Mr Gbagbo still enjoys the support of violent militia groups like the "Young Patriots" who have been accused by the UN of carrying out atrocities in Abidjan, and who are likely to be associated with the claimed attack on French nationals. The former left-wing university professor, who came to power in 2000 with a sharp-line in anti-colonial rhetoric, has been stoking anti-immigrant sentiment in an effort to undermine support for his northern rival Mr Ouattara.

Forces loyal to the man internationally recognised to have won November's election have raced across Ivory Coast this week seizing the official capital Yamoussoukro and the economically vital cocoa port of San Pedro. They also claimed to have taken Mr Gbagbo's home village of Mama, where he had built a lavish villa. "The soldiers slept in Gbagbo's bed," said an aide to Mr Ouattara.

Speaking from the Golf Hotel in Abidjan where he has lived under virtual siege since being declared the winner, Mr Ouattara moved to calm fears of a massacre or reprisals. In a statement, he said: "In order to end the escalation of violence in our country and in keeping with their mission to protect the population against militias and mercenaries under Gbagbo's control, [my forces] have decided to re-establish democracy and enforce the choice of the people."

Long seen as a haven of comparative stability in West Africa, the Ivory Coast has drawn in hundreds of thousands of economic migrants from across the region.
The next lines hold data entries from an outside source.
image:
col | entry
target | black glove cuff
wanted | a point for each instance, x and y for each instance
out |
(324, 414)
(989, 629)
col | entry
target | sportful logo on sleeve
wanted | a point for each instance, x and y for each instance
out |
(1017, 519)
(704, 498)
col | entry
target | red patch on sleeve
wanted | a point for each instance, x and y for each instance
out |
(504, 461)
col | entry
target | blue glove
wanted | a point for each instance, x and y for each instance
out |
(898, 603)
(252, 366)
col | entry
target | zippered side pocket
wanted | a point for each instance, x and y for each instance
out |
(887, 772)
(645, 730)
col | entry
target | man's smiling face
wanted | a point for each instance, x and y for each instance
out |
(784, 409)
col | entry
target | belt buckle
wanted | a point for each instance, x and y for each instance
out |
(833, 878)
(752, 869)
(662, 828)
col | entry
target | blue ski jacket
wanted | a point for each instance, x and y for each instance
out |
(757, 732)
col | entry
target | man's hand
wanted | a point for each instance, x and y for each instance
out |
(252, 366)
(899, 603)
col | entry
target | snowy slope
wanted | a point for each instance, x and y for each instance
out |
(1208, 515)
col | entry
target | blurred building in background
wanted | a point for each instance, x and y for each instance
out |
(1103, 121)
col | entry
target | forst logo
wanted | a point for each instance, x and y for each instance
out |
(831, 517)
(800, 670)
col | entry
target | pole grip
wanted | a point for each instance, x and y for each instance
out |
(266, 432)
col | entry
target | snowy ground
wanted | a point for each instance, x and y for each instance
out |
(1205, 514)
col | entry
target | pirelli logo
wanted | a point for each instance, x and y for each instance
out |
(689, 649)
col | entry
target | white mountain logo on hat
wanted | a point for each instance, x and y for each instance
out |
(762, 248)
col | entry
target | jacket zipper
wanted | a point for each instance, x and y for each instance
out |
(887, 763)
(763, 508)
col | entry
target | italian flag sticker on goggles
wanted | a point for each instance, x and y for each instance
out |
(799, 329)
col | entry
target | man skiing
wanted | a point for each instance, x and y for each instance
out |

Mr Gbagbo's supporters have tried to dismiss his opponent as a foreigner and militia attacks on non-Ivorians make up a large part of the nearly 500 killings since the crisis began.

A 40-year-old man from Burkina Faso told Human Rights Watch this week that he was detained in the Adjame neighbourhood of Abidjan by the police. "They asked for my ID and after seeing my name, told me to get into a 4x4 nearby," he said. He was taken along with others to a police station with a camp behind it. The men were told to head to the left if they were from Burkina Faso or Mali – as they all were.

"Then they turned left and fired on us," the man remembered. "I got shot in the arm and the kidneys and it looked bad so they left me for dead." Of the nine, six were killed, and the other three injured. "I couldn't sleep last night because of the the memories," he said.

French in danger of being sucked into violence again

Reports from Abidjan last night suggested French soldiers were on the streets in Ivory Coast's main city, a development likely to enrage many in a country with an uneasy relationship with its former colonial ruler.

Sources told Reuters news agency that troops from the 1,000-strong French force stationed in Ivory Coast to aid a UN mission had deployed in the south of the city. This was possibly to protect French citizens as fighters loyal to the presidential challenger Allasane Ouattara marched on the commercial capital hoping to unseat the incumbent, President Laurent Gbagbo. French armoured vehicles were also seen near the presidential palace.

It would not be the first time France became embroiled in the tussle between the bitter rivals.

Ivory Coast came under French rule at the end of the 19th century gaining its independence in 1960. In decades since the country has swung from prosperity to crippling civil war, with the rivalry between Mr Gbagbo and Mr Ouattara first erupting after disputed elections in 2000. In 2004, nine French troops serving with a UN peacekeeping force were killed by soldiers loyal to Mr Gbagbo, prompting France to send reinforcements. The controversial deployment sparked demonstrations and accusations of meddling. Tensions boiled over in November that year, with dozens of Gbago supporters killed in clashes with French troops, prompted a vengeful rampage against French businesses and homes in Abidjan.

Although relations were repaired, Mr Gbagbo has accused his rival of being a French stooge, while France's foreign ministry said yesterday Mr Gbagbo should concede power to avoid a bloodbath.